Meeting with Christ

One of the great things about having a relationship with Jesus Christ is that He usually meets us exactly where we are. He knows each of our needs and there are numerous stories in the Bible confirming that Christ loves to engage us in our normal, regular everyday lives. We just aren’t used to meeting Him there; in unexpected places. It seems too easy to us – we should be in church, or praying, or seeking Him – but sometimes, God pursues us.

For example, if you study the book of John, and his three letters, called the Johannine Epistles, you learn in seminary that they can be read at almost any level. And by that, I mean, that if you are a new Christian, John is probably the first New Testament book you should read. John writes with such a childlike love of Christ that the book appeals to almost anybody. There is something so fresh and appealing about the way John engages his readers – no big words, simple sentences; yet the love of Christ oozes out of the pages of the book. However, if you are more mature in your walk with Christ, John still fills the need of anyone who wants to feel the love of Jesus. And that’s because the theology runs deep – but you don’t have to read it that way if you don’t want to. I know this all sounds strange – but it’s true. And you know what – when I write posts that use verses from John, as I did last night, I always get comments about how much people like the story. That’s because John’s writings have the unusual ability to meet us where we are – they speak to us in special ways.

And another thing; the theme of meeting us where we are runs through the entire Bible.
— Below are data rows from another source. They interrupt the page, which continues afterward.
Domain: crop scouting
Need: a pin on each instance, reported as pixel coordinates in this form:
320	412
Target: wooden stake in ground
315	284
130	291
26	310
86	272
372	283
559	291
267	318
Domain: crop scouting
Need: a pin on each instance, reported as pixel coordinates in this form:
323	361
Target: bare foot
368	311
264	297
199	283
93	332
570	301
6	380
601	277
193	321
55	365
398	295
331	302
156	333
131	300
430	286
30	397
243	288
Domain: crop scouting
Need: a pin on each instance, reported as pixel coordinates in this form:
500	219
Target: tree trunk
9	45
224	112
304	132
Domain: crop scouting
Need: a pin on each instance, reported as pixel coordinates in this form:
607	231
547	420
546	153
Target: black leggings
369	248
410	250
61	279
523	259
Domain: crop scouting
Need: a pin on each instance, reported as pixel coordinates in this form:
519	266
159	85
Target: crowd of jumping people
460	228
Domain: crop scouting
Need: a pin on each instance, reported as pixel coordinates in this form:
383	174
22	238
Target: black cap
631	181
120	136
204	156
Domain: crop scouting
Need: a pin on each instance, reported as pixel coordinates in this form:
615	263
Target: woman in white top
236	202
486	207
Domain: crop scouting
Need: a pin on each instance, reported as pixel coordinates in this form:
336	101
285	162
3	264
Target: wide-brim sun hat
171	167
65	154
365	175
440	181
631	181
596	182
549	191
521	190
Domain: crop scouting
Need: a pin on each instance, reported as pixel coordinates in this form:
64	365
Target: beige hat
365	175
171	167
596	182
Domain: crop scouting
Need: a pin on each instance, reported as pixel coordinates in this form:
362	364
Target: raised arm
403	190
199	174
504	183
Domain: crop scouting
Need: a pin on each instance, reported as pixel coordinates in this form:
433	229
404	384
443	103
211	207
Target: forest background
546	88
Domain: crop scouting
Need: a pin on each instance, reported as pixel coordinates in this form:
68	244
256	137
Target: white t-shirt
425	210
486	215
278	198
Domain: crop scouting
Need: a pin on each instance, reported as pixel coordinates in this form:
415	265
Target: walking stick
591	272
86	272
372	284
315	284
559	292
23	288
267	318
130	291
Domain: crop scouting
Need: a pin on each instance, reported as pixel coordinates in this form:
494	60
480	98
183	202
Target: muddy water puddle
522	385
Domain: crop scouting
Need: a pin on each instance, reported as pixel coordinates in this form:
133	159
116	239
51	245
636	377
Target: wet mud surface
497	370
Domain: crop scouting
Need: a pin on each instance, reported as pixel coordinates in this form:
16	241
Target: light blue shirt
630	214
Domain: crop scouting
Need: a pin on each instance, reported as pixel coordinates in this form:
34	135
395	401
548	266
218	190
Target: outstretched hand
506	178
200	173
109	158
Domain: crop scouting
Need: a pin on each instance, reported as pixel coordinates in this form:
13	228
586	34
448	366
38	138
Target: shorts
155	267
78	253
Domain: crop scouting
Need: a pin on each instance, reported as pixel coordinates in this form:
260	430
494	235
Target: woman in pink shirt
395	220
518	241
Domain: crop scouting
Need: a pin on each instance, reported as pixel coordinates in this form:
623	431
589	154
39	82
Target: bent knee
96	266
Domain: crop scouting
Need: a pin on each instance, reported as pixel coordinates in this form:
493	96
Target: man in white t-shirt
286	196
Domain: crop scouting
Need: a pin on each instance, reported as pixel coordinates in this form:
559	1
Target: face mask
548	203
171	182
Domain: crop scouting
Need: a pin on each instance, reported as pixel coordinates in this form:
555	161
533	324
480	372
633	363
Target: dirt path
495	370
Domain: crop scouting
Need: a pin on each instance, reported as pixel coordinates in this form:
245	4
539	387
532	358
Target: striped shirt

Remember Abraham, who wandered from place to place and built an altar wherever he stopped? How did God meet him? In Genesis 18:1, we are told, “The LORD appeared to Abraham near the great trees of Mamre while he was sitting at the entrance to his tent in the heat of the day. Abraham looked up and saw three men standing nearby. When he saw them, he hurried from the entrance of his tent to meet them and bowed low to the ground.” In other words, God appeared as a traveller, or wanderer, with two other companions, presumed to be angels.

Or when Christ called His disciples, who were mostly fishermen, he offered them a chance to become “fishers of men.” So he appeared to them as somebody who had a similar mission – fishing – as they did. And how many times did Christ teach the disciples when they were in boats, or eating fish, or feeding the multitudes?

And how did Christ get the attention of Paul, in the new Testament? As a persecutor of Christians, Paul had people stoned, imprisoned and hurt in many ways. So what happened on the road to Damascus? God struck him blind, on the spot. In Acts 9:7-9, we are told, “The men traveling with Saul stood there speechless; they heard the sound but did not see anyone. Saul got up from the ground, but when he opened his eyes he could see nothing. So they led him by the hand into Damascus. For three days he was blind, and did not eat or drink anything.” Do you think this made an impression on Paul? Of course it did, because something less extreme may not have had the same impact. And Paul went on to become probably the greatest planter of churches in the history of Christianity, and he was certainly on fire for the Lord. But it all started with Christ meeting him where he was; in a way that Paul could identify with.

And so it is with us. Christ meets us where we are. And usually in a way that will be familiar to us. So if you need a friend, Christ may approach you through a friend. And if you need a compliment, maybe that is how you will encounter Christ. If you need some privacy and quiet time, Christ may approach you through the deepest recesses of your solitude. Who among us has not been rejoicing and encountered Christ through singing? You will know it when you experience it – you just have to be trained to look for and expect it.

My encouragement tonight is that you will encounter God in ways that you never dreamed possible – but look for Him where you are – He is there also. And my prayer is that you will learn that these special times are for you to deepen your relationship with Christ – just you and Him. And if you doubt all this, try reading John. I guarantee that you will encounter Jesus in the pages of this great book. By doing this, you can have the same kind of childlike faith that John had – and that Christ loves. Amen.